Gym Pointers for Gay Men
Part 2: Abs, Shoulders
Abs are normal muscles. So you should work them like normal muscles. This means using progressively more and more weight just as you would your arms, chest, back, or legs. Do not simply resolve to doing more and more crunches or low (or zero) weight exercises. If you use the ab machine, make sure to go all the way up (so your abs are fully stretched out), but do not let the plates touch that split-second rest is enough to discount your set.
Don't worry too much about your abs "getting too big". That is very hard to do as a natural athlete. And, think about how hot a guy is whose abs ripple under his shirt! They will only do that if they are big enough.
For those few lucky guys who can get their bodyfat low enough to see their abs, one of the scariest things is to see a guy who has little fat, great arms/back/chest but no abs. Don't be one of those guys. Add weight to your ab program. Guys will drool.
For the rest of us non-ripped guys, the larger your ab muscles are, the easier they are to see under an extra layer of flesh. Remember that.

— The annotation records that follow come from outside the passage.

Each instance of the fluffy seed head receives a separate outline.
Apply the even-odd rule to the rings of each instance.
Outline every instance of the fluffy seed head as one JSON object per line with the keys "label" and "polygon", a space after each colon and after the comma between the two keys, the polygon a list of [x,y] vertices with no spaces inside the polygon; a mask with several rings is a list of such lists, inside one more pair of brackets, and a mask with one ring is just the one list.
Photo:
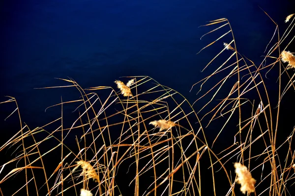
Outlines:
{"label": "fluffy seed head", "polygon": [[160,128],[160,131],[163,129],[167,130],[175,125],[174,122],[170,121],[166,121],[166,120],[159,120],[158,121],[152,121],[149,122],[149,124],[152,124],[154,125],[155,127]]}
{"label": "fluffy seed head", "polygon": [[291,18],[292,18],[292,16],[294,16],[295,14],[290,14],[290,15],[289,15],[288,16],[287,16],[286,18],[286,20],[285,21],[285,23],[287,23],[291,19]]}
{"label": "fluffy seed head", "polygon": [[81,175],[85,175],[88,178],[92,178],[95,182],[99,181],[99,178],[95,170],[89,163],[85,161],[79,161],[76,163],[78,166],[81,166],[82,168]]}
{"label": "fluffy seed head", "polygon": [[235,51],[234,48],[227,43],[223,42],[223,46],[224,46],[224,48],[225,48],[227,50],[231,49],[232,50]]}
{"label": "fluffy seed head", "polygon": [[287,69],[295,69],[295,56],[289,51],[283,51],[281,53],[281,60],[283,63],[288,63]]}
{"label": "fluffy seed head", "polygon": [[130,80],[127,82],[127,85],[126,85],[124,84],[124,82],[120,80],[116,80],[115,81],[115,83],[116,83],[117,85],[117,87],[120,89],[121,91],[121,94],[123,95],[123,96],[124,97],[132,96],[131,90],[129,87],[134,82],[134,79]]}
{"label": "fluffy seed head", "polygon": [[234,166],[236,168],[236,173],[237,175],[236,181],[241,185],[241,192],[246,194],[246,192],[250,193],[255,191],[254,185],[256,180],[252,177],[252,175],[247,167],[239,163],[235,163]]}
{"label": "fluffy seed head", "polygon": [[80,191],[80,196],[92,196],[92,195],[90,191],[84,189],[81,189]]}

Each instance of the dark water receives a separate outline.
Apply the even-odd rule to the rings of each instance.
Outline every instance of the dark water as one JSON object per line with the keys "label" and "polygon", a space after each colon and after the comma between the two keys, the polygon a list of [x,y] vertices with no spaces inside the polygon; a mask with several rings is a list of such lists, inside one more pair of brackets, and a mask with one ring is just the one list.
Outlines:
{"label": "dark water", "polygon": [[[284,28],[295,2],[3,0],[0,100],[15,97],[22,121],[31,127],[54,120],[59,114],[45,113],[45,108],[73,95],[34,89],[64,84],[54,78],[70,77],[87,88],[115,87],[120,76],[148,75],[193,102],[198,88],[189,93],[191,86],[211,72],[200,70],[220,49],[196,55],[212,40],[200,40],[208,28],[198,27],[228,18],[238,50],[259,65],[275,28],[261,8]],[[1,117],[9,115],[9,107],[0,105]]]}

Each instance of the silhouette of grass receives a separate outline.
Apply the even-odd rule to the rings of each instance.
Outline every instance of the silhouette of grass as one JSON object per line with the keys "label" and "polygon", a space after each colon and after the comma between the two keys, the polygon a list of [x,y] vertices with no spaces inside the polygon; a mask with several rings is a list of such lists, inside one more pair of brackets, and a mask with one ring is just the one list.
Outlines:
{"label": "silhouette of grass", "polygon": [[[223,45],[204,70],[213,62],[221,65],[193,85],[201,84],[198,93],[203,86],[209,90],[192,104],[148,76],[126,77],[126,84],[116,80],[118,90],[85,89],[72,78],[58,78],[64,85],[43,89],[75,88],[80,97],[61,98],[50,107],[59,108],[61,116],[31,130],[23,123],[16,100],[7,97],[0,103],[15,104],[7,118],[17,116],[20,129],[0,147],[1,156],[11,154],[0,160],[0,195],[235,196],[240,194],[236,182],[244,194],[289,195],[295,175],[294,130],[281,130],[279,122],[283,96],[295,89],[290,69],[294,55],[286,51],[295,37],[292,16],[282,36],[272,21],[275,32],[258,66],[238,52],[227,19],[204,25],[218,25],[206,36],[226,32],[200,51]],[[278,75],[276,97],[267,88],[269,72]],[[218,75],[225,76],[208,84]],[[206,103],[197,112],[194,105],[201,99]],[[68,105],[79,114],[72,122],[64,109]],[[222,119],[221,127],[214,124]],[[212,124],[219,132],[211,141],[214,133],[206,131]],[[286,132],[289,136],[280,139]],[[233,144],[214,148],[222,135]],[[9,185],[13,188],[4,189]]]}

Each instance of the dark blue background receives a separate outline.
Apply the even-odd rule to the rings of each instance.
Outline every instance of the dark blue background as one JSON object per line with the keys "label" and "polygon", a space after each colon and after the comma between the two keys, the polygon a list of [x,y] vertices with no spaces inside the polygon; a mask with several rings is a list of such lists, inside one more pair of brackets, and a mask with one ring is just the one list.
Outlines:
{"label": "dark blue background", "polygon": [[205,50],[196,55],[212,40],[200,40],[209,29],[198,26],[228,18],[238,50],[259,65],[275,29],[259,6],[282,27],[295,7],[287,0],[12,0],[0,5],[0,97],[15,97],[23,121],[32,123],[32,119],[48,122],[45,108],[66,96],[34,89],[61,84],[55,77],[71,77],[87,88],[148,75],[192,102],[196,92],[189,90],[206,76],[200,70],[216,54]]}

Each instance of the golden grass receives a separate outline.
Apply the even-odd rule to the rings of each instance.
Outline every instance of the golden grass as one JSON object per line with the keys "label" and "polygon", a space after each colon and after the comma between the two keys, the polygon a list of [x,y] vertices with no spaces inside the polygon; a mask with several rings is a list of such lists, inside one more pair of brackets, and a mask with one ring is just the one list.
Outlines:
{"label": "golden grass", "polygon": [[[199,86],[201,96],[192,104],[148,76],[127,77],[126,84],[116,80],[118,90],[85,89],[71,78],[59,79],[60,86],[43,89],[74,88],[79,95],[48,107],[61,115],[30,129],[22,121],[16,100],[7,97],[0,103],[14,107],[7,118],[16,116],[20,128],[0,146],[5,157],[0,159],[0,196],[117,196],[126,190],[134,196],[236,196],[236,182],[244,194],[288,195],[295,178],[295,130],[281,130],[279,122],[284,95],[295,89],[295,74],[287,70],[294,55],[286,51],[295,22],[282,36],[274,24],[277,40],[270,40],[258,66],[238,52],[227,19],[203,25],[219,25],[204,35],[226,32],[200,52],[221,40],[225,44],[205,66],[211,74],[193,86]],[[213,61],[219,65],[212,67]],[[278,76],[276,97],[265,80],[269,72]],[[213,79],[218,75],[221,80]],[[205,103],[197,109],[201,99]],[[65,122],[69,106],[77,118]],[[209,131],[212,126],[218,133]],[[278,139],[287,132],[286,139]],[[216,148],[224,141],[221,137],[233,143]],[[73,142],[75,147],[68,145]],[[8,160],[4,152],[12,155]],[[239,163],[233,167],[233,162]],[[3,188],[11,184],[15,189]]]}

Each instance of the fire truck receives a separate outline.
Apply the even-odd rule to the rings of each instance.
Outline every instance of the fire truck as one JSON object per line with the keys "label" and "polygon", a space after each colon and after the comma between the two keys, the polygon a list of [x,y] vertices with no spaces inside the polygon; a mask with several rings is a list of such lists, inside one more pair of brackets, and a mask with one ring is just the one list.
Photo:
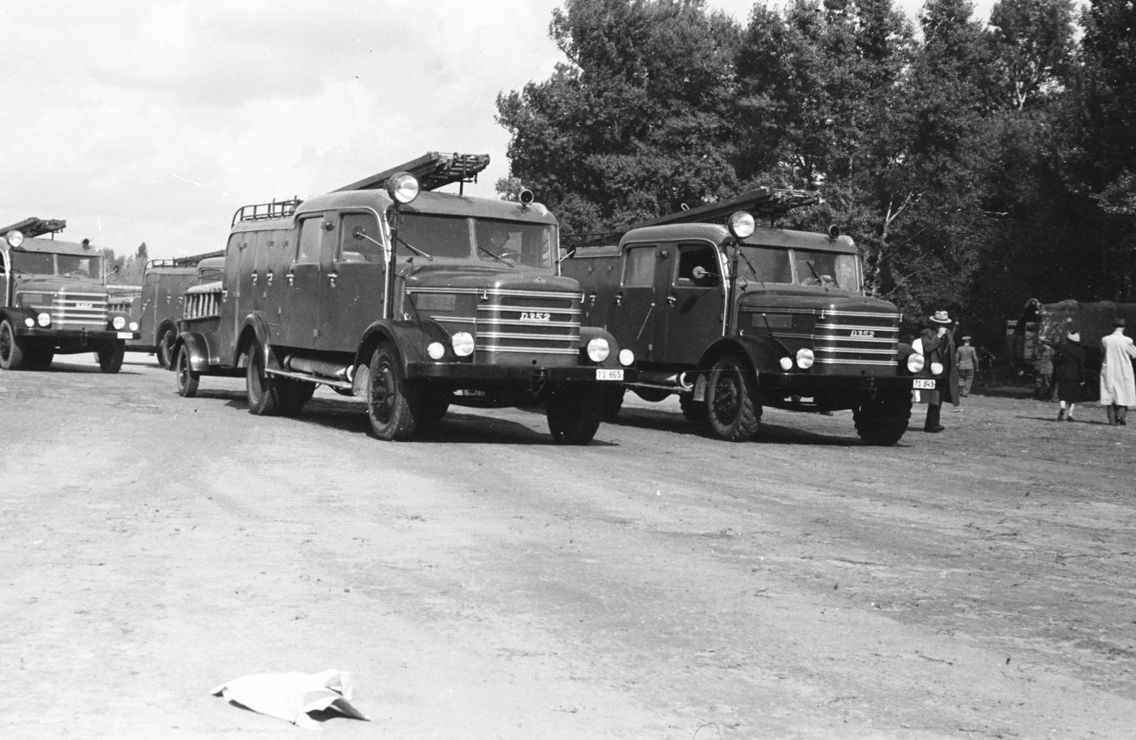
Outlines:
{"label": "fire truck", "polygon": [[110,300],[139,325],[139,338],[127,342],[126,351],[154,354],[158,364],[169,368],[185,291],[219,279],[224,257],[225,252],[218,251],[147,262],[142,289],[136,295]]}
{"label": "fire truck", "polygon": [[[118,372],[137,323],[109,308],[102,253],[87,239],[56,239],[61,219],[0,227],[0,368],[42,370],[57,354],[94,352]],[[43,238],[47,236],[47,238]]]}
{"label": "fire truck", "polygon": [[900,343],[900,312],[864,294],[850,237],[774,228],[818,201],[758,188],[565,237],[562,271],[584,288],[584,326],[637,358],[640,377],[610,393],[609,418],[629,388],[652,402],[677,394],[688,420],[733,442],[757,434],[763,406],[851,409],[866,443],[903,437],[912,389],[945,387],[945,369]]}
{"label": "fire truck", "polygon": [[558,444],[595,435],[635,358],[580,326],[559,275],[557,219],[519,202],[434,192],[487,155],[427,153],[306,201],[236,211],[220,280],[185,293],[177,389],[244,376],[254,414],[299,414],[317,385],[366,401],[373,434],[412,439],[450,404],[543,401]]}

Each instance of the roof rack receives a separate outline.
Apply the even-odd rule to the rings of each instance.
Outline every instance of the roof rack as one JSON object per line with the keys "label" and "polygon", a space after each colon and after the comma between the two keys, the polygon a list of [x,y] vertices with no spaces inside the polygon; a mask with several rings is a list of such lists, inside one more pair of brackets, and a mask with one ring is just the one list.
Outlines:
{"label": "roof rack", "polygon": [[465,192],[465,184],[476,183],[477,174],[488,166],[488,154],[426,152],[418,159],[412,159],[391,169],[384,169],[377,175],[365,177],[332,192],[378,190],[386,185],[387,178],[395,173],[410,173],[418,178],[418,186],[424,191],[434,191],[444,185],[459,183],[461,185],[460,192]]}
{"label": "roof rack", "polygon": [[27,238],[42,236],[43,234],[58,234],[67,228],[67,221],[62,219],[43,219],[34,216],[17,221],[11,226],[0,227],[0,234],[7,234],[12,229],[18,230]]}
{"label": "roof rack", "polygon": [[295,209],[300,205],[300,199],[293,196],[291,200],[286,201],[272,201],[270,203],[256,203],[253,205],[242,205],[236,209],[233,213],[233,221],[229,224],[236,224],[237,221],[267,221],[274,218],[287,218],[295,213]]}

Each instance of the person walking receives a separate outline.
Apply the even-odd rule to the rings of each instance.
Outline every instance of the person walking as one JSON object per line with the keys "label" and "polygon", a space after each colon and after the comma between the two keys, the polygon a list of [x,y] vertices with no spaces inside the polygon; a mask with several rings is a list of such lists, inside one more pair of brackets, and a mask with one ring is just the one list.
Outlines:
{"label": "person walking", "polygon": [[1105,407],[1110,424],[1128,424],[1128,406],[1136,406],[1136,380],[1133,379],[1133,358],[1136,346],[1125,336],[1125,320],[1112,322],[1112,334],[1101,339],[1104,362],[1101,365],[1101,405]]}
{"label": "person walking", "polygon": [[1045,344],[1044,342],[1037,348],[1034,398],[1038,401],[1053,401],[1053,345]]}
{"label": "person walking", "polygon": [[[919,337],[912,343],[912,348],[920,353],[932,375],[946,373],[946,385],[943,390],[920,390],[927,394],[927,421],[924,422],[924,431],[938,432],[945,427],[939,423],[943,401],[950,401],[955,406],[959,405],[959,373],[954,364],[954,338],[951,336],[951,318],[946,311],[935,311],[927,319],[927,328],[919,333]],[[938,365],[938,372],[935,367]]]}
{"label": "person walking", "polygon": [[1066,340],[1053,351],[1053,375],[1058,381],[1058,421],[1072,421],[1074,409],[1080,401],[1080,387],[1085,382],[1085,347],[1080,346],[1080,334],[1070,331]]}
{"label": "person walking", "polygon": [[954,353],[954,364],[959,370],[959,395],[966,398],[978,369],[978,352],[970,346],[970,337],[962,337],[962,346]]}

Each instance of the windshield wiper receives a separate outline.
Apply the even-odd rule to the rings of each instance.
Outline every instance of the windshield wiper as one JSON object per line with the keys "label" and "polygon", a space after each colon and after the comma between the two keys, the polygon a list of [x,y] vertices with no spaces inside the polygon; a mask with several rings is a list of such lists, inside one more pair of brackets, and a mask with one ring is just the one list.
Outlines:
{"label": "windshield wiper", "polygon": [[[409,244],[408,244],[407,246],[409,246]],[[493,258],[494,260],[496,260],[498,262],[504,262],[506,264],[508,264],[508,266],[509,266],[509,267],[511,267],[512,269],[517,269],[517,266],[516,266],[516,264],[513,264],[513,263],[512,263],[512,262],[510,262],[509,260],[504,259],[504,258],[503,258],[503,257],[501,257],[500,254],[494,254],[493,252],[488,251],[487,249],[485,249],[485,247],[484,247],[484,246],[482,246],[481,244],[478,244],[478,245],[477,245],[477,249],[479,249],[481,251],[485,252],[486,254],[488,254],[490,257],[492,257],[492,258]]]}

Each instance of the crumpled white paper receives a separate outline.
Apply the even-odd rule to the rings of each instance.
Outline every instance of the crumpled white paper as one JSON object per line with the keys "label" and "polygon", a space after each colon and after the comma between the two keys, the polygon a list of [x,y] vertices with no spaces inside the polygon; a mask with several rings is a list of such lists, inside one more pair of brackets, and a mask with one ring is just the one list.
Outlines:
{"label": "crumpled white paper", "polygon": [[332,707],[356,720],[370,718],[351,706],[351,674],[328,668],[323,673],[256,673],[226,681],[210,691],[231,701],[267,714],[306,730],[319,730],[319,723],[308,716]]}

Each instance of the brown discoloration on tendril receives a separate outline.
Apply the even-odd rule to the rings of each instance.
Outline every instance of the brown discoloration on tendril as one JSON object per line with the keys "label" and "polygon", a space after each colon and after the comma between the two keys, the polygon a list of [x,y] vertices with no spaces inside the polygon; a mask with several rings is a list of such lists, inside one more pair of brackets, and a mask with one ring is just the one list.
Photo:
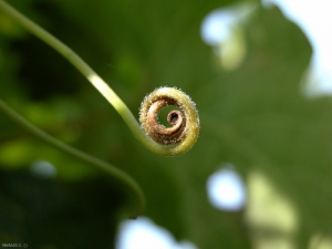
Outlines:
{"label": "brown discoloration on tendril", "polygon": [[158,100],[151,104],[148,112],[146,114],[147,125],[145,126],[146,133],[156,142],[162,144],[176,144],[180,142],[184,136],[186,135],[183,132],[183,125],[184,125],[184,117],[183,113],[179,111],[172,111],[168,116],[174,115],[176,113],[177,121],[172,120],[172,122],[168,123],[172,124],[172,127],[165,127],[158,122],[158,113],[159,111],[169,105],[178,105],[177,102],[175,102],[172,98],[163,98]]}
{"label": "brown discoloration on tendril", "polygon": [[[159,111],[168,105],[180,108],[168,113],[170,127],[158,122]],[[160,87],[147,95],[141,105],[139,121],[146,134],[158,144],[170,147],[185,144],[186,149],[181,153],[188,151],[198,136],[199,120],[195,103],[177,89]]]}

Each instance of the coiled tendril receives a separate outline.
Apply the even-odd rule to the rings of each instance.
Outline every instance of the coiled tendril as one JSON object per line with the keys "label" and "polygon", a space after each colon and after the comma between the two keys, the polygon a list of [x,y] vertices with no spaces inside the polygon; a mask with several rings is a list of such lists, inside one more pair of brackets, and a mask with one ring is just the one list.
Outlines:
{"label": "coiled tendril", "polygon": [[[168,105],[180,110],[168,113],[167,122],[172,127],[158,122],[159,111]],[[195,103],[175,87],[159,87],[148,94],[141,104],[139,122],[145,133],[162,145],[168,152],[165,155],[169,156],[190,149],[199,134],[199,117]]]}

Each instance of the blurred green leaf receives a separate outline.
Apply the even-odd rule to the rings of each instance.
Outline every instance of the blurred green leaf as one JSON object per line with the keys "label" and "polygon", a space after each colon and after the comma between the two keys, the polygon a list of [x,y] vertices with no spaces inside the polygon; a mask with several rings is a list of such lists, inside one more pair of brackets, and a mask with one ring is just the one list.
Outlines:
{"label": "blurred green leaf", "polygon": [[[1,97],[51,134],[117,165],[137,179],[147,197],[144,215],[169,229],[178,240],[190,240],[200,249],[256,248],[252,236],[256,229],[261,229],[264,238],[280,232],[252,227],[245,219],[248,210],[226,212],[208,203],[207,178],[229,162],[245,179],[259,172],[290,201],[299,225],[295,234],[289,236],[294,248],[305,248],[314,234],[331,234],[332,228],[331,101],[328,97],[309,101],[300,94],[299,82],[309,64],[311,49],[300,29],[276,8],[255,10],[242,27],[245,61],[234,71],[222,71],[211,48],[201,41],[199,28],[206,14],[229,3],[13,1],[91,63],[134,115],[143,97],[157,86],[177,86],[188,93],[199,110],[201,132],[194,148],[183,156],[164,158],[147,152],[112,106],[68,62],[51,49],[39,48],[41,43],[29,37],[8,38],[6,32],[1,33],[7,37],[0,42],[4,51],[1,54],[8,58],[8,63],[0,61]],[[23,44],[21,50],[12,45],[18,42]],[[27,43],[29,46],[24,46]],[[24,48],[33,48],[40,54],[31,55]],[[30,68],[32,62],[34,65]],[[22,66],[34,72],[22,75]],[[61,69],[58,73],[62,75],[54,77],[55,81],[44,81],[42,75],[53,77],[54,69]],[[41,96],[38,100],[31,94],[35,87]],[[29,114],[29,110],[33,113]],[[1,214],[9,214],[8,220],[0,217],[1,237],[17,238],[15,241],[29,238],[35,248],[52,245],[91,248],[92,242],[101,239],[105,242],[103,248],[111,248],[115,218],[123,205],[122,200],[112,200],[114,196],[121,199],[122,191],[112,184],[111,187],[96,184],[105,183],[103,178],[85,185],[84,180],[98,177],[89,166],[48,146],[39,143],[35,146],[33,137],[4,117],[0,118],[0,155],[12,158],[7,163],[1,160],[6,164],[2,168],[14,162],[28,168],[32,160],[42,157],[59,170],[51,184],[31,178],[28,170],[20,173],[20,177],[18,173],[1,173],[3,179],[7,177],[0,188],[0,201],[6,204]],[[20,143],[22,133],[24,144]],[[10,145],[14,144],[20,146],[11,151]],[[20,157],[10,156],[14,152]],[[33,191],[24,187],[22,178],[34,186]],[[63,189],[63,180],[75,191]],[[48,197],[50,191],[56,193],[56,197]],[[111,193],[103,195],[103,191]],[[75,196],[80,198],[73,204]],[[23,197],[28,209],[24,203],[11,200]],[[107,200],[108,209],[101,211],[103,200]],[[252,201],[249,196],[248,208]],[[37,217],[39,208],[42,212]],[[75,208],[81,210],[79,216]],[[54,212],[58,215],[53,216]],[[20,218],[25,215],[28,218]],[[113,218],[103,220],[102,215]],[[43,217],[51,218],[43,221]],[[103,229],[89,234],[87,228],[93,230],[100,222]],[[28,225],[30,234],[24,230]],[[43,236],[38,236],[41,231]]]}

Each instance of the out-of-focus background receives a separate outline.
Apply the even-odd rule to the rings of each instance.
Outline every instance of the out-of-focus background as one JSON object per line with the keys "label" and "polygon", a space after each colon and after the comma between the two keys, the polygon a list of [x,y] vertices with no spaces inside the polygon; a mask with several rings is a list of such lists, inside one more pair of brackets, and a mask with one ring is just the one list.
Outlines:
{"label": "out-of-focus background", "polygon": [[[8,0],[76,51],[137,117],[184,90],[201,129],[185,155],[146,151],[63,58],[0,12],[0,97],[133,176],[147,208],[0,114],[0,242],[29,248],[332,248],[329,0]],[[163,115],[163,114],[162,114]]]}

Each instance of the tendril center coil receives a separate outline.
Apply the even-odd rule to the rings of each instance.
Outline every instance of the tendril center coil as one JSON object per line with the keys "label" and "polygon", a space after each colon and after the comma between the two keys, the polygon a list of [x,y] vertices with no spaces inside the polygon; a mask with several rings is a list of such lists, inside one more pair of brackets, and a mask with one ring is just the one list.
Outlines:
{"label": "tendril center coil", "polygon": [[[175,105],[180,111],[170,111],[166,127],[158,122],[159,111]],[[145,133],[157,144],[166,146],[170,155],[187,152],[196,143],[199,133],[199,117],[195,103],[190,97],[174,87],[160,87],[148,94],[139,110],[139,122]]]}

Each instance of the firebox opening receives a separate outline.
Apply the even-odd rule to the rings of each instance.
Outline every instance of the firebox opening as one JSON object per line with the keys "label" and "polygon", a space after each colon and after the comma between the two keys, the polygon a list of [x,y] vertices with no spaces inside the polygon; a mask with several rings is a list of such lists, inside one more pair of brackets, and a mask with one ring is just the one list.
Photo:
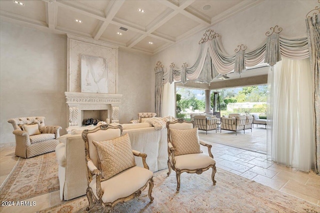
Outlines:
{"label": "firebox opening", "polygon": [[90,118],[98,119],[101,121],[106,121],[108,118],[108,111],[106,110],[82,110],[81,117],[82,118],[82,126],[85,126],[86,122]]}

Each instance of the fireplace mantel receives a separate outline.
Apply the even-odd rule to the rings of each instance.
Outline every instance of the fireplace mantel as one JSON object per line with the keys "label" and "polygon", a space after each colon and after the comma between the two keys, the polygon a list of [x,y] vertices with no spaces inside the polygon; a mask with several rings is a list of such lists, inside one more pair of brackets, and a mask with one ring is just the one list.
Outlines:
{"label": "fireplace mantel", "polygon": [[67,104],[92,103],[116,104],[121,103],[122,95],[118,94],[64,92]]}
{"label": "fireplace mantel", "polygon": [[64,95],[68,108],[67,132],[82,126],[84,110],[108,110],[108,118],[118,122],[122,94],[65,92]]}

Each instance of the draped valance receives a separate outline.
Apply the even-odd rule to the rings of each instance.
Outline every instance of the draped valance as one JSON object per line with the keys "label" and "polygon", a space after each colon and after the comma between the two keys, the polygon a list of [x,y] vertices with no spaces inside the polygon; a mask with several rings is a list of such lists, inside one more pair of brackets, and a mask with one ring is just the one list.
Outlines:
{"label": "draped valance", "polygon": [[228,55],[218,39],[219,34],[214,30],[206,31],[199,41],[197,57],[192,66],[184,63],[181,69],[174,63],[164,73],[162,83],[174,81],[186,83],[196,81],[208,84],[218,75],[232,72],[240,74],[246,67],[267,63],[270,66],[281,60],[283,55],[292,59],[304,59],[309,57],[308,38],[290,38],[280,34],[282,28],[276,25],[266,33],[266,38],[262,45],[248,51],[244,44],[238,45],[234,54]]}

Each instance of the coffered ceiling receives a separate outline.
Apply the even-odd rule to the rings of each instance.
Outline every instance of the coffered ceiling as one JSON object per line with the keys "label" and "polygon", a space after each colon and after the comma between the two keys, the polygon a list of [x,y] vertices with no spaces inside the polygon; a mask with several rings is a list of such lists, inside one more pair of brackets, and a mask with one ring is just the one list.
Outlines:
{"label": "coffered ceiling", "polygon": [[0,17],[153,54],[262,0],[0,0]]}

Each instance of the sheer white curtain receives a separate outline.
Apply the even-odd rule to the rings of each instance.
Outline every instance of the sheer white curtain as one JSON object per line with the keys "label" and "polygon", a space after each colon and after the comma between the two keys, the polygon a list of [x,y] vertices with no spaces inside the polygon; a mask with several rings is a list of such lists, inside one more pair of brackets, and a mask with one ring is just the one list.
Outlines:
{"label": "sheer white curtain", "polygon": [[176,116],[176,98],[174,98],[174,83],[168,82],[164,84],[162,115],[163,117]]}
{"label": "sheer white curtain", "polygon": [[314,146],[309,59],[282,57],[273,69],[268,78],[267,156],[280,164],[309,172]]}

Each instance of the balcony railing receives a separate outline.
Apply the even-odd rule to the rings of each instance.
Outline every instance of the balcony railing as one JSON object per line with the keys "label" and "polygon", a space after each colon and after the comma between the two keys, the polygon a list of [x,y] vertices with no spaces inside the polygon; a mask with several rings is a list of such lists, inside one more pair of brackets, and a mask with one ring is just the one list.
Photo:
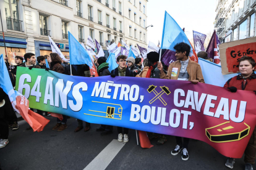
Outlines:
{"label": "balcony railing", "polygon": [[66,0],[59,0],[59,3],[61,4],[67,6],[67,1],[66,1]]}
{"label": "balcony railing", "polygon": [[81,12],[79,12],[77,11],[77,16],[82,17],[82,14]]}
{"label": "balcony railing", "polygon": [[15,20],[10,18],[6,18],[6,23],[8,30],[22,31],[21,22],[22,21]]}
{"label": "balcony railing", "polygon": [[68,34],[62,34],[62,38],[63,39],[68,39]]}
{"label": "balcony railing", "polygon": [[50,30],[45,30],[45,29],[40,28],[41,35],[49,36],[49,31],[51,31]]}
{"label": "balcony railing", "polygon": [[84,42],[84,39],[83,39],[83,38],[79,38],[79,42]]}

Shoulders are another neglected body part. You can dramatically change your appearance just with shoulder work alone. Shoulders are one of the most appearance modifying muscles, and seen the most second only to your neck.
Simple flies to the side are all that's needed to increase width. You can, of course, get more complicated. You can even do a few sets of side laterals almost every day to get your base down. I stress side laterals because your front and rear delts should get plenty of work on your chest and back days.
Another trick for shoulders is when doing cardio, skip the treadmill/bike on shoulder days and instead use the handbike or row machine. When using the handbike, push it's handles up as high as they can get and keep your elbows up and out. Do this for 10 minutes and your shoulders will burn like never before. That burn means your shoulders endurance and bloodflow capability is increasing -- and thereby your ability to work them with more weight later on.
Good luck! Be sure to read Part 3: Back, Bicep, Legs.
As before, get with your doctor for a physical. Especially if you're a bigger guy, haven't been before, or haven't been in a while.